Larry Cuban on School Reform and Classroom Practice: Recycling Poverty, Segregated Schools, and Academic Achievement: Then and Now
A recent spate of reports and books linking family poverty, segregated schools, and academic achievement (see here, here, and here) have concluded that school improvement (insofar as test scores are the measure) has hit a wall. Over the past decade, test scores have plateaued in reading and math or even fallen (see here and here). After thirty years of reform after reform, achievement gaps between high- and low-income schools run to four or more grade levels between schools within and across districts (see here and here) How come?
Researchers have pointed out for decades that the largest influence on school achievement (as measured by test scores), has been family socioeconomic status. No surprise now with the release of new data on test scores that the same findings about poverty and segregation shape student achievement. Such findings have been around since the massive Coleman Report (1966) and have appeared regularly every decade since. With such findings appearing again and again, the question asked a half-century ago is the same questions now: Can schools make a difference when socioeconomic conditions (e.g., poverty) clearly play a large role in determining academic achievement?
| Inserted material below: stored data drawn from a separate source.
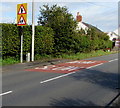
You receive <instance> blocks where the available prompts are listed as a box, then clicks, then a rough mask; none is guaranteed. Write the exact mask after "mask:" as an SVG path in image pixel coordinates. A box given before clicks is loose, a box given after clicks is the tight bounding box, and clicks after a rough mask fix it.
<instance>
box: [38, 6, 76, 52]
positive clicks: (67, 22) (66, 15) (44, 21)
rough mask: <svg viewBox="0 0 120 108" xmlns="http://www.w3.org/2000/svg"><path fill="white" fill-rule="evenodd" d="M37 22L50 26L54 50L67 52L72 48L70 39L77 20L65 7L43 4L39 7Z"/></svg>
mask: <svg viewBox="0 0 120 108" xmlns="http://www.w3.org/2000/svg"><path fill="white" fill-rule="evenodd" d="M38 24H39V25H42V26H47V27H51V28H52V29H53V30H54V33H55V34H54V43H55V44H54V51H55V53H56V52H68V51H69V50H71V49H72V45H71V44H72V40H73V37H74V33H75V29H76V26H77V22H76V21H75V20H74V18H73V15H72V14H70V13H69V12H68V9H67V8H66V7H60V6H57V5H53V6H51V7H49V6H48V5H43V8H40V16H39V18H38Z"/></svg>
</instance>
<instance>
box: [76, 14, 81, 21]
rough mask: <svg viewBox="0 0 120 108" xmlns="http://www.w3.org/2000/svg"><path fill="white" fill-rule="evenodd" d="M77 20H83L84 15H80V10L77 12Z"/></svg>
mask: <svg viewBox="0 0 120 108" xmlns="http://www.w3.org/2000/svg"><path fill="white" fill-rule="evenodd" d="M76 20H77V22H81V21H82V16H81V15H80V13H79V12H77V16H76Z"/></svg>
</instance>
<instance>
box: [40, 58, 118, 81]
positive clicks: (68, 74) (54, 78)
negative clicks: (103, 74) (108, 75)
mask: <svg viewBox="0 0 120 108" xmlns="http://www.w3.org/2000/svg"><path fill="white" fill-rule="evenodd" d="M116 60H118V59H114V60H110V61H108V62H112V61H116ZM102 64H103V63H100V64H97V65H94V66H91V67H88V68H86V69H90V68H93V67H96V66H100V65H102ZM74 73H76V71H74V72H71V73H67V74H64V75H60V76H57V77H54V78H50V79H48V80H44V81H41V82H40V83H46V82H49V81H52V80H55V79H59V78H62V77H65V76H68V75H71V74H74Z"/></svg>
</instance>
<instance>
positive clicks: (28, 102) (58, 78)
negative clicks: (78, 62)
mask: <svg viewBox="0 0 120 108" xmlns="http://www.w3.org/2000/svg"><path fill="white" fill-rule="evenodd" d="M86 60H87V61H106V62H104V63H102V62H101V63H99V64H95V65H91V66H88V67H87V68H86V69H81V70H79V71H78V70H77V71H72V72H68V70H66V71H65V72H68V73H61V71H63V70H65V69H66V68H65V69H62V70H61V71H58V72H57V73H55V72H35V71H25V70H23V71H18V72H17V71H16V72H5V73H4V72H3V93H2V94H0V96H2V99H3V106H105V105H107V104H108V103H109V102H110V101H111V100H112V99H113V98H114V97H115V96H116V95H117V93H118V92H117V90H116V88H117V87H118V54H111V55H106V56H101V57H94V58H90V59H86ZM84 63H85V62H84ZM87 63H88V62H87ZM91 63H92V62H91ZM81 66H82V65H81ZM84 66H86V65H83V67H84ZM45 68H47V67H44V69H45ZM34 69H35V68H34ZM36 69H37V68H36ZM50 69H51V68H50ZM57 69H61V68H58V67H57V68H56V69H55V68H54V69H53V67H52V70H56V71H57ZM70 69H73V67H71V66H70ZM76 69H79V68H76ZM70 71H71V70H70Z"/></svg>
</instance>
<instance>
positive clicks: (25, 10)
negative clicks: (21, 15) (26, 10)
mask: <svg viewBox="0 0 120 108" xmlns="http://www.w3.org/2000/svg"><path fill="white" fill-rule="evenodd" d="M20 14H27V12H26V10H25V8H24V6H23V5H21V6H20V9H19V10H18V15H20Z"/></svg>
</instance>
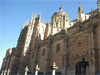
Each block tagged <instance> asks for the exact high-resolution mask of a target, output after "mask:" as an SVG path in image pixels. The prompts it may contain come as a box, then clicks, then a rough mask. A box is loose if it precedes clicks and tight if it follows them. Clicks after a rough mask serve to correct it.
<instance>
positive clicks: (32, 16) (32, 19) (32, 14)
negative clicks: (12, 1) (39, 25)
mask: <svg viewBox="0 0 100 75" xmlns="http://www.w3.org/2000/svg"><path fill="white" fill-rule="evenodd" d="M32 20H33V13H32V16H31V20H30V22H32Z"/></svg>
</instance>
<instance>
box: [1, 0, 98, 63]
mask: <svg viewBox="0 0 100 75" xmlns="http://www.w3.org/2000/svg"><path fill="white" fill-rule="evenodd" d="M80 1H81V4H82V7H83V10H84V12H85V13H87V12H90V11H91V8H93V9H96V8H97V3H96V2H97V0H80ZM61 4H62V5H63V9H64V10H67V14H68V16H69V18H70V21H72V20H74V19H76V18H77V10H78V6H79V0H0V65H1V63H2V59H3V58H4V56H5V54H6V50H7V49H8V48H12V47H16V45H17V40H18V37H19V35H20V32H21V28H22V25H23V23H24V21H25V22H26V21H27V19H28V20H30V17H31V15H32V13H35V11H36V12H37V16H38V14H39V11H41V14H42V16H41V19H42V20H43V21H45V22H48V21H51V16H52V15H53V13H54V12H56V11H58V10H59V7H60V5H61Z"/></svg>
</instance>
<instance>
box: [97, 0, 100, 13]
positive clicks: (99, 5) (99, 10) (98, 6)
mask: <svg viewBox="0 0 100 75" xmlns="http://www.w3.org/2000/svg"><path fill="white" fill-rule="evenodd" d="M97 4H98V11H99V12H100V0H98V2H97Z"/></svg>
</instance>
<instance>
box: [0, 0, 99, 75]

Those who say “yes,” then and now, have urged upon elected decision-makers different reform policies from better teachers and teaching, more parental choice in schools, higher standards, more testing, accountability, new technologies in schools, and larger investments in education. “No excuses” school leaders, acknowledge that poverty exists but “good” schools can overcome zip codes.
Those who say “no,” then and now, have pointed out consistently meager outcomes in academic achievement and constancy in test score gaps between minorities and whites. These naysayers have urged those very same decision-makers to improve schools but politically work on reducing poverty in the U.S. (see here) because of the powerful effects of family background on student academic outcomes. The back-and-forth between reformers who see successful schools as the solvent for poverty and their critics who see family and neighborhood poverty as factors that cannot be washed away by the solvent of schooling. That debate has been reignited in 2016 by recent reports documenting gaps in achievement and few test score gains.
Here’s the rub, however. Much has been written (again by researchers) that policymakers seldom use social science research to make decisions. Instead, they define crises that must be solved and use research to support solutions they have already decided (see here, here, and here). Research studies are dragged in to bolster agreed-upon policy directions. At best, then, these research findings get smuggled into the debate after a new policy has been decided. Making policy, then and now, has been far more about political will, mobilizing coalitions to back solutions, and the power to decide what should be done to end the crisis than leaning on rigorous research findings. Educational policy, then, is politics writ small.
Consider what happened to the Coleman Report (1966)–mandated by the Civil Rights Act of 1964. James Coleman, a highly respected sociologist and his team surveyed pupil expenditures, quality of facilities and teacher certification because federal officials then were sure that low student achievement, especially in urban minority and poor districts was due to inequitable allocation of resources. Instead, the Coleman Report showed a weak correlation between resources and achievement but a strong association between family background and student test scores.
When government officials saw results that challenged their assumptions about the “problem” of low achievement, they kept these findings under wraps for months until the results leaked out (see here). These results gave plenty of ammunition to critics of the “War on Poverty,” the Elementary and Secondary Education Act (1965), and federal agencies pushing for more desegregation in the nation’s school districts. All of these initiatives had the political muscle of President Lyndon Johnson behind them. Educational policy and political will were joined at the hip then.
The Coleman Report’s controversial findings, however, gave a shot of adrenalin to opponents of these new policies and ventures in the early 1970s, particularly the huge increases in federal spending to end poverty and improve schools. Opponents of desegregating residential communities in order to have blacks and whites attend school together found sustenance in these results also (see here). Schools remained a battleground in these years as the “War on Poverty” became a historical footnote.
So these current policy research findings, either supporting those who say “yes” or those who say “no” to the question of schools making a difference even amid strong socioeconomic influences, like similar studies in the past will revive the same old question that has divided the nation for the past half-century. But the research findings will not answer the question.
Results from 2016 studies such as Stanford University Professor Sean Reardon’s may recapture the argument used by earlier policymakers that investing more money in school improvement might be a fool’s errand, given the results from earlier reforms. Rebuttals to this line of argument come from social scientists who urge expanded investment in pre-Kindergarten, and those, like Reardon and other researchers who point to the tiny fraction of high poverty, segregated schools that somehow perform beyond what researchers would have ordinarily predicted. Ditto for charter school proponents and advocates of “no excuses” schools who point to the high graduation rates, college admissions, and yes, high test scores that they have racked up and, according to their advocates, deserve more money and political support.
What’s missing now in 2016 from this brew of research, policy solutions, and advocacy, however, is what was present a half-century ago, a muscular political coalition, a sizable group of elected policymakers with the will to provide a popularly supported response to this conundrum that has divided this nation for decades over the role of schooling in a capitalist democracy.